When it comes to how many fish will fit in a small tank, please remember that you are looking at two things -- one is how much waste the fish will produce, and the other is how much space a fish will need to swim in and be happy. From what I can suss out, the fish-per-inch thing is mostly to do with how much waste a fish will create. The question of the fish's happiness (or level of stress?) is dependent on the size (and dimensions) of the tank (longer is pretty much ALWAYS better than taller), the set-up of the tank (plants/rocks/hiding spots/broken up lines of sight, etc.), the number & species of tankmates, etc.
So while a well filtered tank (especially one with plants) can definitely handle the bio-load of just a couple small fish, the fish's happiness (i.e. their stress or lack thereof, which will affect their behavior -- like hiding all the time, etc. along with their lifespan) is the concerning part. Obviously this varies wildly by species. From what I've read pea puffers are okay alone in a small tank, as would a single betta. Both of these fish are considered rather aggressive though, so you may be signing up any tank mates to a life of constant harrassment. From what I've read, ottos do best with at least a few pals of the same species (for true "in nature" behavior, 10-15 is suggested -- in a MUCH larger tank of course). Other recommendations for this shy fish are plenty of hiding spots, and easy access to algae, which they prefer to eat off plants. Other than ONE website that claimed 1 otto in a 5 gallon was fine, I've never seen smaller than a 10 gallon recommendation for an otto (up to 4 ottos, 1-2 websites claimed), and most suggest 20 gallon tanks.
As with all things, look at the behavior of your particular fish, because maybe it will work out fine, but you may want to transition some of your species to other tanks.
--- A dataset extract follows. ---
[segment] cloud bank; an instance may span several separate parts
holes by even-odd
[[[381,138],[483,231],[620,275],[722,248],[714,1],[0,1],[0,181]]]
Personally, I'm a fan of using nano tanks primarily as shrimp tanks (bonus: higher numbers are perfectly fine in a shrimp tank -- and they're super entertaining!), though you'll need a well aged tank in order to be successful (I see 6+ months as a minimum recommendation, though I had an okay amount of success starting my shrimp earlier).
In any case, your tank is lovely, and I'm enjoying watching it's evolution -- good luck!